If honesty was part of what earned George and Abe their places in history, then we should probably take a page from their playbook for our own communications, right? But how do we do that? What would it mean to be “honest” in our communications beyond the obvious of telling the truth?
Here are 3 types of honesty you can apply to your communications – speeches, presentations, interviews with the media, or ordinary business conversations – that I bet would be endorsed by George and Abe:
- Transparency. Audiences are very discerning and can smell a phony within seconds. Be real; let people see you, let people see what’s happening. If you have good news, call it good news. If you have bad news, call it out as bad news. Spin (a self-interested selection of the facts) only goes so far. Be as open and forthright as possible.
- Self-Awareness. Is there an elephant in the room? Your situation might require an apology or an admission of wrong-doing before you can get an audience’s attention, let alone win its trust. Or perhaps you’ve being criticized and need to respond.
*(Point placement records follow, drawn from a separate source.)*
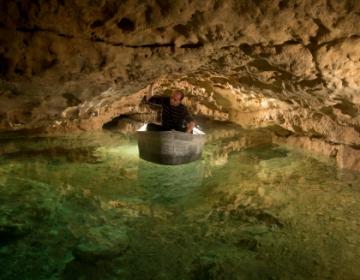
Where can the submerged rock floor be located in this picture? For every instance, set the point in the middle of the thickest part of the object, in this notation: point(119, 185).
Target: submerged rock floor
point(86, 207)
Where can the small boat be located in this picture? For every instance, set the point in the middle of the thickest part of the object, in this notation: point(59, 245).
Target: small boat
point(170, 147)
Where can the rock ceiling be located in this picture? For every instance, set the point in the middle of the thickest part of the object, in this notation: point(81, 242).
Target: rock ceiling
point(69, 65)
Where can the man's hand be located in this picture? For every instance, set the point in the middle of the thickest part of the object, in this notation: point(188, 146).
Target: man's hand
point(150, 92)
point(190, 126)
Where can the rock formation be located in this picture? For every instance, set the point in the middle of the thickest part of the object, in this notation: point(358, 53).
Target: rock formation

In that case, you’ll want to be prepared to own the “criticisms” that also happen to be true. Very often, criticism is true and with good reason. Don’t automatically get hot under the collar when attacked. Reflect on yourself and then own it with confidence if it’s you and it’s true.
- Fairness. Intellectual honesty is a credibility win-win. If you have an opponent or a competitor, and you can be objective and fair about what you share in common as well as what differentiates you, then you will score big points with your audiences. Likewise, being willing and able to call out your friends and also applaud your enemies is a credibility-winner and reputation-booster.
These 3 tips are more nuanced versions of honesty than confessing to chopping down a cherry tree or walking miles at night to return pennies to a customer who overpaid, but they’re just as appealing. Give them a whirl!